Open only Friday through Sunday, what Rewind Decor’s storefront may lack in size (it measures a cozy 300 square feet), it more than makes up for with its impressive selection of merchandise, making good on its tagline “Pausing somewhere between high design & kitsch.” From an original Alexander Calder lithograph celebrating the 1965 grand opening of the Los Angeles County Museum, to numerous pre-painted paint-by-numbers pieces executed by artists far less renowned, the store pays tribute to both the high- and low-brow.
Rewind Decor also carries a carefully edited selection of furniture that would be at home in the residence of any east-side hipster, as well as nostalgia-inducing board games and puzzles, including some of the choicest Rubik’s Cubes and View-Masters the 1970s had to offer. The store also showcases an impressive selection of atomic age barware and high-quality copies of the popular late-20th-century science fiction and fantasy comic magazine Heavy Metal. To say there is something for everyone — at just about every price point — is understatement.
But what really sets Rewind apart from other vintage décor dealers is not only plenty of vintage turntables, but also, in a not-so-subtle nod to its name, an admirable selection of 1980s boomboxes. “Vinyl is still big, but cassettes are poised for a comeback,” says Miller. And if your nondigital collection of music has thinned over the years, Rewind is a great place to replenish — especially if your tastes tend toward Elvis, Madonna or John Coltrane.
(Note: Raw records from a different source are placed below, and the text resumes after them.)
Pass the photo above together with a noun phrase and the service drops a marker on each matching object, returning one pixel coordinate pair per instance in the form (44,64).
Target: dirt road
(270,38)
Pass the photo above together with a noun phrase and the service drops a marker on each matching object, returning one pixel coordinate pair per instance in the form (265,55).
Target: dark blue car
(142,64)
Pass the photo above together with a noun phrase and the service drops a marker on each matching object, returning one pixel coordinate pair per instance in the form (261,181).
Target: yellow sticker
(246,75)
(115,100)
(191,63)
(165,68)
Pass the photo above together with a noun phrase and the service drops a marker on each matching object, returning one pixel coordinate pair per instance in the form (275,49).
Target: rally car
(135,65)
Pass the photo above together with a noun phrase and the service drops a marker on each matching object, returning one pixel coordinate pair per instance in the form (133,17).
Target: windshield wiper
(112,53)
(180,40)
The Willy Street storefront represents just a fraction of Miller’s collection. The curio curator, a Madison native with more than 16 years of experience as an art dealer in Hawaii, Los Angeles, Barcelona and Las Vegas, also maintains a 2,000-square-foot showroom of larger items, much of it furniture from the midcentury, Hollywood Regency and postmodern periods. The showroom is around the corner on Baldwin Street and available for viewing by appointment only. Miller also rents a small stall in Odana Antiques on Madison’s west side.
Miller, who’s a one-man show right now, says he loves spending time in his new store, sharing anecdotes with the customers that stop in, many from the surrounding neighborhood. “I’ve got a story for how I acquired every piece in the place,” says Miller. “And when you’re dealing with vintage items, every person who seeks to buy is going to have a story about what the piece means to them, too.”